I’m a very persistent person. I was sending emails, sending emails — nothing back. So, I decided to be a little risky. I packed a lunchbox full of hummus, and I went down to the farmer’s market when they were doing it. I gave the guy changing trash $25 cash and said, “Take me to the person that’s in charge of this.” He took me over to this nice lady and I convinced her to try it. She was like, “Wow, this is really good.” That was Sunday. Monday at 3 p.m., I got the email from them saying I could start the following Sunday. And that was the biggest break we had, because in the farmer’s market world, Lake Eola is like the Superbowl.
Q. What’s your major? Have your UCF classes helped you out while going through this?
A. My major is business management with an entrepreneurship track. I found out early in college that I wanted to do entrepreneurship. I put so much of my major to use every day. Right now, I’m the head honcho — I do the marketing, the finance, the bookkeeping, I do all of the development, the packaging. I wear a lot of hats as a new start-up. I really can’t think of a class I haven’t utilized.
Q. What’s the outlook for O’Dang Hummus right now?
A. We’re in three farmer’s markets right now. I’ve got a crew of three employees. We’re in a huge commercial kitchen, which, I never thought I’d be in this size of a kitchen in a year, let alone four months. Going forth, I want to be in a showcase right next to Sabra. They’re so huge and corporate. We want to give them a run for their money because no one’s doing it.

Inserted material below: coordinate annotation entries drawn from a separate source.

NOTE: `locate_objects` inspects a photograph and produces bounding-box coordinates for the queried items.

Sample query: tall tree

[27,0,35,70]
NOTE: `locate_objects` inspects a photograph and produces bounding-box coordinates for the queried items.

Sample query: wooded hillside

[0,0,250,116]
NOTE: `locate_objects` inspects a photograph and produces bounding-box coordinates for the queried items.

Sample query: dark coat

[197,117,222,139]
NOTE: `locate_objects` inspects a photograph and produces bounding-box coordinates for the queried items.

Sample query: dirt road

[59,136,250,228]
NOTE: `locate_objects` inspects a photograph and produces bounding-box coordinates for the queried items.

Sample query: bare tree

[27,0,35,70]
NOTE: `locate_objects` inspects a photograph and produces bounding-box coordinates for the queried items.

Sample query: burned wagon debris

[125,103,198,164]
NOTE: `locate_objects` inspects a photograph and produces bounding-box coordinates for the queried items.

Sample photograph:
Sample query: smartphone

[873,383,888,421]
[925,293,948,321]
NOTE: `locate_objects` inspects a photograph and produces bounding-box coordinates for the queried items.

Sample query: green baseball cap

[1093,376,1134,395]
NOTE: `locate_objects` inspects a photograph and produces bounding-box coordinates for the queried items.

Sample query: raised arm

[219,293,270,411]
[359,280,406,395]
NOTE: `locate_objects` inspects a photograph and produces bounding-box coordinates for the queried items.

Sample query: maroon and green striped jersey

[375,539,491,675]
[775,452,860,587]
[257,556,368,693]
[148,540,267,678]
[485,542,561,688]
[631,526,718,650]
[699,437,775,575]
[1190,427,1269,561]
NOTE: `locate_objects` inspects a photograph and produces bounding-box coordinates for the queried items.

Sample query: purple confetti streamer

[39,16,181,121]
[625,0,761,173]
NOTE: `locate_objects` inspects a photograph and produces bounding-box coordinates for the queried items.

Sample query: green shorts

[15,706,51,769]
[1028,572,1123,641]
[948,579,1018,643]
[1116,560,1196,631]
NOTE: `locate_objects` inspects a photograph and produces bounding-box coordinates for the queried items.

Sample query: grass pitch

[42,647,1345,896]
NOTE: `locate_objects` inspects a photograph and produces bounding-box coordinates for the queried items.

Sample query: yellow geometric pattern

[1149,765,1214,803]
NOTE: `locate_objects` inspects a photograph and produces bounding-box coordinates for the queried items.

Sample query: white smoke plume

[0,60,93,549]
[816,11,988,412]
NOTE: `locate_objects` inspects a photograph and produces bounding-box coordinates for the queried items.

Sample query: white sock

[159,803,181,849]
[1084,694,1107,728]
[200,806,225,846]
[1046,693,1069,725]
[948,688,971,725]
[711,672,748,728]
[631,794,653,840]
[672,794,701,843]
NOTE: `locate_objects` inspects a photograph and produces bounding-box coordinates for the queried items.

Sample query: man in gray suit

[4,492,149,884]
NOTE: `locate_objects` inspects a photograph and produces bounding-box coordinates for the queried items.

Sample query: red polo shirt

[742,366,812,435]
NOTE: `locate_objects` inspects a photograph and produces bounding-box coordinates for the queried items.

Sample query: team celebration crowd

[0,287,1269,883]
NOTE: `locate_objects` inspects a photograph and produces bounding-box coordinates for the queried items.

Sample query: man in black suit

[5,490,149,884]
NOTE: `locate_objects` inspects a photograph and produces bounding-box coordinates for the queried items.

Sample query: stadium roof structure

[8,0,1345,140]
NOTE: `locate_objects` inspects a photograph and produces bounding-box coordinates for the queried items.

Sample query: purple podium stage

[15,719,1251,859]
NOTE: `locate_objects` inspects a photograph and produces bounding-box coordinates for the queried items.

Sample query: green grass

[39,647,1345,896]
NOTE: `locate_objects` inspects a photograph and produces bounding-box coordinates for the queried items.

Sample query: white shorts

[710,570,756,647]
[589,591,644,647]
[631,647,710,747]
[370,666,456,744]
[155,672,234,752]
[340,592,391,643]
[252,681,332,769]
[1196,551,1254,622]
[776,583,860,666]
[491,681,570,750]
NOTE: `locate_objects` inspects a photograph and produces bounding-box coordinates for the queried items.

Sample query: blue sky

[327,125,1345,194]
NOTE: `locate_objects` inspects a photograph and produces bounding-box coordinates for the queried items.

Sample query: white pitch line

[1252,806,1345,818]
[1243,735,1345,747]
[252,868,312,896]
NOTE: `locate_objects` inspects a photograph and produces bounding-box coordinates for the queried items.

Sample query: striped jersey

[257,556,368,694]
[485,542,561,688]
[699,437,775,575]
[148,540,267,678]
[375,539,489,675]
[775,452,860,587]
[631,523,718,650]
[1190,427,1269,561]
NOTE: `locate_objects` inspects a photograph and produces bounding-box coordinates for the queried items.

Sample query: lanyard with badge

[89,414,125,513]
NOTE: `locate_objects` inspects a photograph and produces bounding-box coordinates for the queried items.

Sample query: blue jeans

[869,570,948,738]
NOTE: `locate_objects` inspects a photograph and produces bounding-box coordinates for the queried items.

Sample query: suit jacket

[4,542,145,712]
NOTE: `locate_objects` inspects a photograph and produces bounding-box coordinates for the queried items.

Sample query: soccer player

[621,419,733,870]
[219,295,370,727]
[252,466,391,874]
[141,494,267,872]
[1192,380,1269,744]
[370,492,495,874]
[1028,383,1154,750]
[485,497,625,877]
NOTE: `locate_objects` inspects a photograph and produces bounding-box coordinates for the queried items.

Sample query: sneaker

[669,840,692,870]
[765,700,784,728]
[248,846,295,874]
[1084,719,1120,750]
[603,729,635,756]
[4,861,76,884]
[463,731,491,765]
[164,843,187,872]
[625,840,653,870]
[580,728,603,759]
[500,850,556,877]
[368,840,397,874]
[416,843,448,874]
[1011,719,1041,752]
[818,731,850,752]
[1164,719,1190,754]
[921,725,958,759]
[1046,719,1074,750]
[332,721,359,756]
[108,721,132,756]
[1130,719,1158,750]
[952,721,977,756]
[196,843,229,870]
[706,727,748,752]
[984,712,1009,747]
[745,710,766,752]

Our goal is to get as many purchase orders as we can, with a main focus on Whole Foods, and to get investor money. We need to scale quickly to make an impact and to be the forerunners in this niche.
In the farmer’s market world, Lake Eola is like the Superbowl.
Q. Do you have any parting words for the starters reading this?
A. Network, network, network. I can’t express that enough. Just talk to people. Ask for advice. I’ve met so many people by just asking, “What’s your name? What do you do?” at events, and some of them are CEOs of major companies and you never would have guessed it.